Coproduct ingredients, which result from the manufacture of human food from grains, are increasingly being used in feed manufacturing. Accurate information from the feed information data base on the substitutability of these types of ingredients for more traditional ingredients will be extremely beneficial to large-volume feed manufacturers. In addition to chemical composition, they will find information on nutrient variation, bulk density, and potential contaminants to be extremely useful.

Large-volume feed manufacturers often maintain their own data bases of nutrient analyses. They may be somewhat reluctant to contribute nutrient values to a national feed data base in view of confidentiality issues. However, a major factor limiting their interest in a North American data base is that the former national data base is incomplete, inaccurate, and out of date.

The criteria for the usefulness of a national feed data base to large-volume feed manufacturers and the technical service industry would include flexibility, transferability, confidentiality, cost-effectiveness, established guidelines, index and reference values for bioavailabilities, applicability as a training tool, and comprehensiveness.

To provide flexibility, the feed information system must have the ability to describe feed ingredients on the basis of source, process, location, and region, among other factors. The data base must be developed such that individual manufacturers can easily develop subsets of specific nutrients for a given ingredient and have the ability to construct any number of comparative dietary scenarios.

To provide for the transferability of data, the system must allow for the convenient transfer of data into the manufacturer's data base, but feed manufacturers should not be required to make substantial efforts to submit their own data to the system. Feed manufacturers will be more likely to contribute ingredient information if their data are kept confidential by submitting them through a third party or a trade organization and withholding the original contributor 's name. This concern originates in part from the potential for liability. To be cost effective, the data base must present an opportunity to provide added value or a cost benefit.

A North American data base would provide guidelines for normal variations

in nutrient composition among ingredients in manufactured feeds.
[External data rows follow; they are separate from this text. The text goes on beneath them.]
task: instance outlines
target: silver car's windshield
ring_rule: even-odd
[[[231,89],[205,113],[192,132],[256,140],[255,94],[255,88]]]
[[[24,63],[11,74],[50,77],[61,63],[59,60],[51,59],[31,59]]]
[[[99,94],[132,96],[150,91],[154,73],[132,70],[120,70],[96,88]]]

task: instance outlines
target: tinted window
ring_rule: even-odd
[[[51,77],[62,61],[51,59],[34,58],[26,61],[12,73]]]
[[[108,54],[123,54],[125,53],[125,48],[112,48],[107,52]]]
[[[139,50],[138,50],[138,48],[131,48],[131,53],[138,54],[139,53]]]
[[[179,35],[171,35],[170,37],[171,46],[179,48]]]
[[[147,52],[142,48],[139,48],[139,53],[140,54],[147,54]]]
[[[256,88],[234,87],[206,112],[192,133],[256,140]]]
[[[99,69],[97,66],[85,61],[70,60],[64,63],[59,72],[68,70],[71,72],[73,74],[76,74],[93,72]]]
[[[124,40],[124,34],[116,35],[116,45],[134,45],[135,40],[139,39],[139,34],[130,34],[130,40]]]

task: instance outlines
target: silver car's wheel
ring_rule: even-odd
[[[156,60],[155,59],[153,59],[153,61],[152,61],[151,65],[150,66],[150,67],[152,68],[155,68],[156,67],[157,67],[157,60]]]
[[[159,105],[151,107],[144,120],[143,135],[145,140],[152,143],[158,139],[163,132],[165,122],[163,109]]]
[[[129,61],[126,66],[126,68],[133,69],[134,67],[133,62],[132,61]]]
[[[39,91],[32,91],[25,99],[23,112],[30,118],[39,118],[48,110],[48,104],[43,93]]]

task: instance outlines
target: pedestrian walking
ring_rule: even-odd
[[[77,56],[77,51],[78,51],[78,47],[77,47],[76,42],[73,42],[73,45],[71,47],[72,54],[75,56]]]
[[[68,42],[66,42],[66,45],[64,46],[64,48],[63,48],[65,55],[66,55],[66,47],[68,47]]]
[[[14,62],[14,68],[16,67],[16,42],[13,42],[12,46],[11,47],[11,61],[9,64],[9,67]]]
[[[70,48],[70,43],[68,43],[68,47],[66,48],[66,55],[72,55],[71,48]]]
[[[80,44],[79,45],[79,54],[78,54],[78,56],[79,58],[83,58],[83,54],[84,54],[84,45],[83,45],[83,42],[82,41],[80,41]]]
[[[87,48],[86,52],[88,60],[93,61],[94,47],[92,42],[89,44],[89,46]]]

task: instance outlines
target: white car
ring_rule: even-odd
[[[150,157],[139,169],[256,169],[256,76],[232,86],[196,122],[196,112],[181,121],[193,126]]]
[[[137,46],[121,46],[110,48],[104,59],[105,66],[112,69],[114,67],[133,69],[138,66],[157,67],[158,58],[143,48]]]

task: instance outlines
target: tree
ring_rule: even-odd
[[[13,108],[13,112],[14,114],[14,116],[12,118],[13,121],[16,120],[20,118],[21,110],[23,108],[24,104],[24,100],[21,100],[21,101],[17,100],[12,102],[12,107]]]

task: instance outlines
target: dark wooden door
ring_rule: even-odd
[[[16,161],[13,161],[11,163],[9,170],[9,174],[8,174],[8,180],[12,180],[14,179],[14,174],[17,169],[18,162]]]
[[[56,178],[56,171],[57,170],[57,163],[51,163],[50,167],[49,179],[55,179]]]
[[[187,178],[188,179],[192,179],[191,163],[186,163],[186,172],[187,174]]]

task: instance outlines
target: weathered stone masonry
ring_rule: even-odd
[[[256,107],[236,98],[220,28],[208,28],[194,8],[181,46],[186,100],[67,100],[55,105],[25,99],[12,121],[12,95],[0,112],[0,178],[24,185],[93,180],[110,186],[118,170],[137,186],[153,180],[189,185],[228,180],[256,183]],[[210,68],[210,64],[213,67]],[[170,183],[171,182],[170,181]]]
It also could provide a historical perspective on newly acquired ingredients to characterize substitutability for other ingredients.

The data base also must include reference values for bioavailabilities. Although bioavailability data would not likely be provided by feed manufacturers, incorporation of digestibility values and absorption coefficients into the data base could provide a reference in addition to privately developed values.

The data base would play a unique role in training technical service personnel to identify the variations in ingredients associated with feed manufacturing. This would allow the customer, and the ultimate consumer, to be more aware and knowledgeable of why manufactured feed specifications have the potential for variation.

The comprehensiveness and currentness of the data base would be achieved by incorporating the most recent information into the data base on a periodic basis.